“La cosa importante è che l’economia cresca più velocemente del debito.” Con queste parole, il segretario al Tesoro Bessent ha riassunto una delle grandi verità dell’economia americana. Ma il grafico che accompagna la sua dichiarazione – diffuso dall’analista Luke Gromen – racconta una realtà più complessa: negli ultimi 60 anni, il rapporto debito/PIL degli Stati Uniti è diminuito solo in due tipi di scenari. O in periodi di alta inflazione, come tra il 1965 e il 1985 o più recentemente tra il 2020 e il 2023, oppure durante bolle speculative, come quella tecnologica degli anni ’90.
In entrambi i casi, gli investimenti a lungo termine in titoli del Tesoro americano (i cosiddetti “long-term USTs”) tendono a soffrire.

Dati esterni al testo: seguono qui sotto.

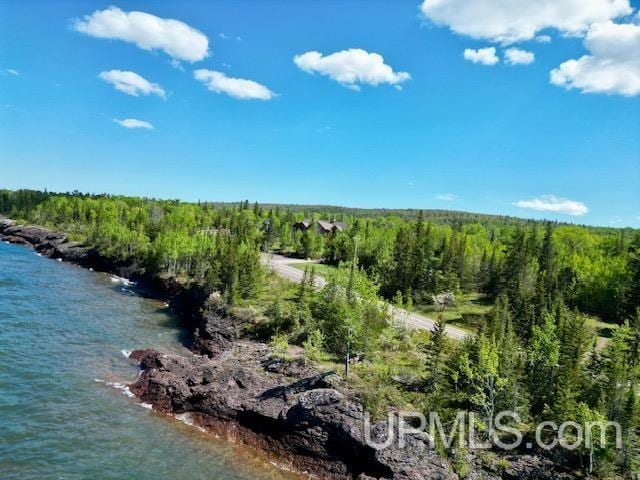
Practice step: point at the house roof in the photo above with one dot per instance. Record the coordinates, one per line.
(329, 226)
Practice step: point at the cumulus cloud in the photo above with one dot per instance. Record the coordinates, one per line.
(351, 68)
(134, 123)
(131, 83)
(515, 56)
(175, 38)
(613, 66)
(551, 203)
(234, 87)
(518, 20)
(447, 197)
(483, 56)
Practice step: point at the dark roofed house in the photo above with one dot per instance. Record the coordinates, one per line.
(329, 227)
(323, 227)
(302, 225)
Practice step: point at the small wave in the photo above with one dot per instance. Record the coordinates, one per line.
(122, 387)
(124, 281)
(187, 419)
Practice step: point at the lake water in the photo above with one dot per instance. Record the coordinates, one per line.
(62, 333)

Se l’inflazione cresce, il valore reale dei rimborsi futuri si erode. Se si forma una bolla finanziaria, i capitali si spostano su asset rischiosi e più redditizi, lasciando i titoli sicuri a rendimenti più bassi.
Ma è un’altra riflessione – riportata da The Kobeissi Letter – a far discutere gli osservatori: e se un rallentamento economico fosse, paradossalmente, proprio quello che Donald Trump desidera?
Secondo alcuni analisti, una recessione potrebbe aiutare Trump a raggiungere molti dei suoi obiettivi economici in un colpo solo:
- Abbassare l’inflazione, riducendo la pressione sui prezzi al consumo;
- Far calare i rendimenti dei titoli di Stato, rendendo più facile finanziare il debito;
- Ridurre il disavanzo commerciale, anche grazie a tariffe doganali;
- Spingere la Fed a tagliare i tassi d’interesse, allentando la stretta monetaria;
- Far scendere il prezzo del petrolio, aiutando consumatori e imprese.
Dopo l’aumento improvviso dei rendimenti obbligazionari, pare che la sola leva comunicativa – come gli annunci su nuovi accordi commerciali – non basti più a influenzare i mercati. Così, per alcuni, una recessione “strategica” potrebbe risultare più efficace di quanto sembri.
È una visione cinica, forse provocatoria, ma non del tutto fuori luogo nel contesto attuale: un’America che cerca di contenere il proprio debito senza sacrificare la crescita. E una politica economica dove, a volte, il male minore può sembrare l’unica strada possibile.